The Best (and Worst) Silly & Dumb Dad Jokes 👋

Embrace the silliness with our collection of silly & dumb dad jokes! These jokes are packed with goofy punchlines and ridiculously funny puns that are sure to make you laugh (or at least shake your head). Whether you’re in the mood for a laugh-out-loud moment or just want to share some cringe-worthy humor, our silly & dumb dad jokes will hit the mark. Explore the funniest jokes that are delightfully dumb and endlessly entertaining!

What’s brown and sticky? A stick.

Do you think glass coffins will be a success? Remains to be seen.

So I tried cat for the first time yesterday Just kitten

When I moved to a new state I decided to start identifying as a flower. I'm a transplant.

How often should you put an orange slice in your beer? Once, in a Blue Moon.

It was only a $3 bottle of Chardonnay but we partied like it was $19.99

What did the dog say when he sat down on sand paper? Rough.

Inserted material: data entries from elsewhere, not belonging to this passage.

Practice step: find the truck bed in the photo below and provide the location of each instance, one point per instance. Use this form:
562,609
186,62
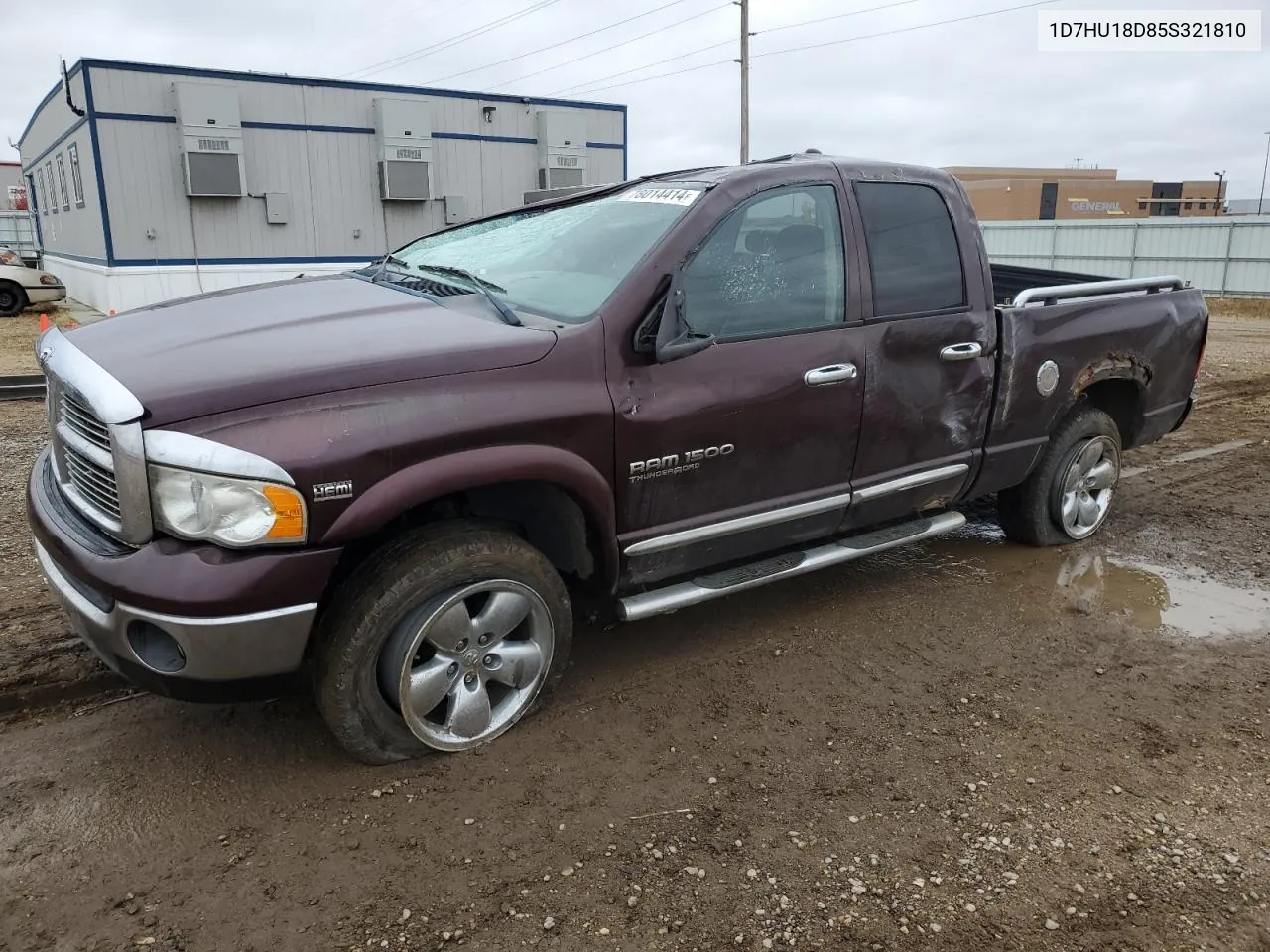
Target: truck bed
1008,280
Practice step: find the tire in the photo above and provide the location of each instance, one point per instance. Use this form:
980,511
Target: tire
1033,513
432,585
13,299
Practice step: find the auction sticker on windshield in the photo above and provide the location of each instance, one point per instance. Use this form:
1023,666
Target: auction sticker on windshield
662,195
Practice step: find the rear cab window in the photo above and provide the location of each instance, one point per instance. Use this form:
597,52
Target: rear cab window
913,254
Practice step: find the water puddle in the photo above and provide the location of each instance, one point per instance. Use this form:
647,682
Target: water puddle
1091,581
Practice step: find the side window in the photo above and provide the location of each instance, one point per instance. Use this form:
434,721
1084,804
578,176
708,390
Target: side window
76,175
62,182
53,186
774,266
913,255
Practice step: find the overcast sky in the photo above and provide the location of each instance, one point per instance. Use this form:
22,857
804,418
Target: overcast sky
971,93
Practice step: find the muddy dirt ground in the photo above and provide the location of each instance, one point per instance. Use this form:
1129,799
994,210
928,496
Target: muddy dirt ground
968,746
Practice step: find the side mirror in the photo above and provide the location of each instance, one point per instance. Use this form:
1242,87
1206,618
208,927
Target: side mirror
675,338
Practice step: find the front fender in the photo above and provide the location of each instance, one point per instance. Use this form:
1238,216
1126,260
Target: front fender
441,476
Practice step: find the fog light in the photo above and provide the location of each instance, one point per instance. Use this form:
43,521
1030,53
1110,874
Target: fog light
157,649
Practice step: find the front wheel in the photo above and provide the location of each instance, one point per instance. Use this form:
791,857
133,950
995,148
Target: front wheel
443,640
1069,495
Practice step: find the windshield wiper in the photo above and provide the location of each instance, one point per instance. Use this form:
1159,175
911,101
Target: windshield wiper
485,287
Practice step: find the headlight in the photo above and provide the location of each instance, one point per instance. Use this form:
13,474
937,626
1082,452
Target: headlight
225,509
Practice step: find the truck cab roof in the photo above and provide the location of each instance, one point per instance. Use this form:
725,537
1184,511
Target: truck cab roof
849,167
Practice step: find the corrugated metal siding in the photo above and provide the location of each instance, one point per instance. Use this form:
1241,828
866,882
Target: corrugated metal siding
1227,255
79,230
330,176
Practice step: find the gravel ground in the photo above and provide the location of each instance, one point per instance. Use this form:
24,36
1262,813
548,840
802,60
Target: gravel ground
960,747
18,339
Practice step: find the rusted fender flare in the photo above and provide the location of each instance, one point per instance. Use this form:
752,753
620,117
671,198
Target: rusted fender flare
1112,367
432,479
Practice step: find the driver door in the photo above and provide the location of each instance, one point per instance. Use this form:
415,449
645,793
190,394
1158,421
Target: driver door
748,444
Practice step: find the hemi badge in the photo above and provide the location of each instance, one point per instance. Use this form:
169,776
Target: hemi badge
340,489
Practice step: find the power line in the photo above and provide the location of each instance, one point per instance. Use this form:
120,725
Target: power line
615,46
906,30
792,50
563,42
373,68
581,86
835,17
661,75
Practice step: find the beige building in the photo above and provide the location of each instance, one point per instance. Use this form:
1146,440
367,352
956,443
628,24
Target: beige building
1043,194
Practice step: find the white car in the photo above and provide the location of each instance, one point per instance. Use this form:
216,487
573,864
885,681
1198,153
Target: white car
21,287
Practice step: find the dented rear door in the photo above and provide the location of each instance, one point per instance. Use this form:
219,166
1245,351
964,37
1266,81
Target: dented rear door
931,344
747,445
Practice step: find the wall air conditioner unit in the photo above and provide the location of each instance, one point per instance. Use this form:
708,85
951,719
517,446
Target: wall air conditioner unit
562,149
403,140
211,140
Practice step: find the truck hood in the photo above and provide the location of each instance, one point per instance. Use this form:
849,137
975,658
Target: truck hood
295,338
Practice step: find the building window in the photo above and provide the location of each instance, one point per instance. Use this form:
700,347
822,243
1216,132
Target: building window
62,182
53,186
913,253
76,176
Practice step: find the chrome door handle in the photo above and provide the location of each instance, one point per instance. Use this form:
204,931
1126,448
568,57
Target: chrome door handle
961,352
833,373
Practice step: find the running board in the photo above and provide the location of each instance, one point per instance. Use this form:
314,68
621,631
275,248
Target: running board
706,588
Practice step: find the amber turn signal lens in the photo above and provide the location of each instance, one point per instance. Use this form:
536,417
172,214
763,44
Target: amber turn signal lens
289,508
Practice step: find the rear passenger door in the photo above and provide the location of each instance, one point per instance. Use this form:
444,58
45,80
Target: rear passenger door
931,340
746,445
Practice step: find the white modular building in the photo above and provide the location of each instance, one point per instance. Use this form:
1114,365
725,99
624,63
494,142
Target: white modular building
157,181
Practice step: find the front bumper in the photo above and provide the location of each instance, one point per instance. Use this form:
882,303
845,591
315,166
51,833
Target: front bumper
46,294
227,649
182,620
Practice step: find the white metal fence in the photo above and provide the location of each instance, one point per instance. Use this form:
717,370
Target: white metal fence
1219,255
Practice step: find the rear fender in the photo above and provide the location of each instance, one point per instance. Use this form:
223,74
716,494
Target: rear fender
441,476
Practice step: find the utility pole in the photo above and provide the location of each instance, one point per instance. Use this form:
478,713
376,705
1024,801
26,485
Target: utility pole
1266,166
744,80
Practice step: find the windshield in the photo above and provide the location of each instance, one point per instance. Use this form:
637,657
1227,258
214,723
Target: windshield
562,263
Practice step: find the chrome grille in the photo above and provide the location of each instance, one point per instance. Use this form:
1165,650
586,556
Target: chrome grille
81,420
98,451
91,481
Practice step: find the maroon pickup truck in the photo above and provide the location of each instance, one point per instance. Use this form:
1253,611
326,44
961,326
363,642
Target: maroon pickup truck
661,393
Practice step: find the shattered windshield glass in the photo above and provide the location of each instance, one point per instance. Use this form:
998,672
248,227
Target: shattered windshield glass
561,263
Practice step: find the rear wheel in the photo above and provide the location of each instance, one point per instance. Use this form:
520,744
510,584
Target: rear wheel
441,642
13,298
1069,495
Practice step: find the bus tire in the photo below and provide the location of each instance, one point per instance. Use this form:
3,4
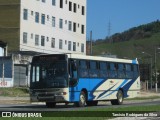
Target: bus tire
92,103
50,104
82,100
119,100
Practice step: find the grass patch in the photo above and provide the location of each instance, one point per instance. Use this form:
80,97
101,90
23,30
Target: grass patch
134,109
143,98
14,92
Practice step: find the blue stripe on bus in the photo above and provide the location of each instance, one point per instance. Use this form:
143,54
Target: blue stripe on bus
124,82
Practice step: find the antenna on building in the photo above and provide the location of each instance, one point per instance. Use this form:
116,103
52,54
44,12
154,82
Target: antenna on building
109,32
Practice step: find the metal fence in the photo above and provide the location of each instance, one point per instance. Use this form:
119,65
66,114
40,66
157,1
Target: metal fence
12,75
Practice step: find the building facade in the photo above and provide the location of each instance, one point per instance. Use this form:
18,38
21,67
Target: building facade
45,26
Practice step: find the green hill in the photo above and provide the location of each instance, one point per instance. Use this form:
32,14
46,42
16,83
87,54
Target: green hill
132,49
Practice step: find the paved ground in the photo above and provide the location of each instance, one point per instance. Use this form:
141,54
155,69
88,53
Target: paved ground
23,100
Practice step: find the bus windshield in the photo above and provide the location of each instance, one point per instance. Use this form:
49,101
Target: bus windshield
49,75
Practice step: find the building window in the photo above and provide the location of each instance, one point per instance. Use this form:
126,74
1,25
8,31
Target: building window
53,2
70,26
53,22
74,27
36,40
47,17
69,45
24,37
74,46
61,23
42,41
37,17
43,19
60,44
82,29
75,7
53,43
25,14
61,3
70,6
82,48
83,10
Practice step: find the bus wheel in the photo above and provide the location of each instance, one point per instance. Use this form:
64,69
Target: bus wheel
119,99
92,103
82,100
50,104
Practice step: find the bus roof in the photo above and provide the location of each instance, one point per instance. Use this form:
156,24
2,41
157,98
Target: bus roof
86,57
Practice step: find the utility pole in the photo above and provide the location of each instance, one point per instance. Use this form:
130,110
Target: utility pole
91,43
109,32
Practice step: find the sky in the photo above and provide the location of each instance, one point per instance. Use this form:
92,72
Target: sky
121,14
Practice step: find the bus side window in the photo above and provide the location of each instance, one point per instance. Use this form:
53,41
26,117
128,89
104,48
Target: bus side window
73,73
83,68
93,71
103,69
74,69
129,73
121,70
113,70
135,71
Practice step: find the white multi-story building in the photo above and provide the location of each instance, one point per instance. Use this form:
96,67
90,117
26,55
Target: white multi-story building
46,26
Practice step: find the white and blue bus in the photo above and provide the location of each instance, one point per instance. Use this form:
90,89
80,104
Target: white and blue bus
83,80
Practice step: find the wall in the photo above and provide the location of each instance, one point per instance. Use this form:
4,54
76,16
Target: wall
10,23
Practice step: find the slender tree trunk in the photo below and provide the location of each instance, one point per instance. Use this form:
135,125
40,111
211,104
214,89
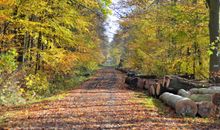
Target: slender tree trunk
214,34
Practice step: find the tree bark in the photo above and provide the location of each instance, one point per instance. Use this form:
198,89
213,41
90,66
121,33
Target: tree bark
206,109
183,93
183,106
201,97
204,90
214,67
216,99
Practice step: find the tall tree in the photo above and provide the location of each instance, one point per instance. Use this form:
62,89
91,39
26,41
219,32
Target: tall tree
214,34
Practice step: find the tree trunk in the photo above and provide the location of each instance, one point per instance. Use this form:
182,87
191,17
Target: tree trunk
183,106
204,90
178,83
214,34
216,99
140,83
201,97
206,109
183,93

The celibate butcher is pretty successful in his occupations. Nothing beats his meat!

Saw a homeless man eating grass in the park I asked him "Why are you eating grass?"He said "I am very hungry"I replied "Oh, okay then. Come with me."You should've seen his face when I showed him my backyard.

The new X Box Series or PS5 should have a CD stacker installed. It would be a real game changer

"Edward, I gave you scissors for hands, but don't let that define who you are" Ok. BTW what's my last name?"Scissorhands"

what do you call a group of Giraffes? a Myth

Saw a right angle resting under a tree this afternoon and thought.... Wow! 90 degrees in the shade!!

If you lose one of your senses, your other senses get enhanced This is why people with no sense of humor have a heightened sense of self'importance.

Caller: Hello, 911, my friend collapsed, we need an ambulance. 911: What is your location? Caller: Peotone St. at Charlevoix911: Can you spell that?Caller: Look, I'll drag him to 3rd and Oak - send the ambulance there.